November 26, 1999
Daylight
It's the marketing mantra of our time - when all else fails, rerelease....
5 / 10
It's the marketing mantra of our time - when all else fails, rerelease. Perseverance might be a virtue, but these days, when instant fame is elusive, it means cobbling together some EPs nobody bought in the first place for a last-ditch mini-album.
Latest to try this scam are Brighton's Oslo. When they aim for art-school pop - the dusty shuffle of 'Talk To Feet', the tear-soaked organ of 'Stop Start Again' - 'Daylight' briefly twangs with wasted ennui. But such moments are only occasional, and never enough to warrant a full-blown resurrection from the bargain bins.
'Daylight' mainly features a lame parade of indie's castoffs; from the odd bass-heavy riff they obviously think it's the Pixies' treasure chest they're plundering, but really it's a mix of the Longpigs' earnest rock and Suede's lesser moments.

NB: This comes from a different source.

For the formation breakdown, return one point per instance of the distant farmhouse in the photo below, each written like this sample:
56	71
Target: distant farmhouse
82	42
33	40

Worse, even when they do escape the dreaded smell of artifice, they do it with sanitised ineptitude. So - inspiration seemingly not an option - these misapplied influences inevitably come together on 'She's Into Strange', with a Brett-approved title, a Crispin Hunt chorus, and some tired riffing that could be anyone from Muse downwards.
With ideas running thin and the prospect of writing something better too troubling, for Oslo the shoddy rerelease is as good as it gets. You, however, don't need a second chance to know few bands play it as boringly safe as this.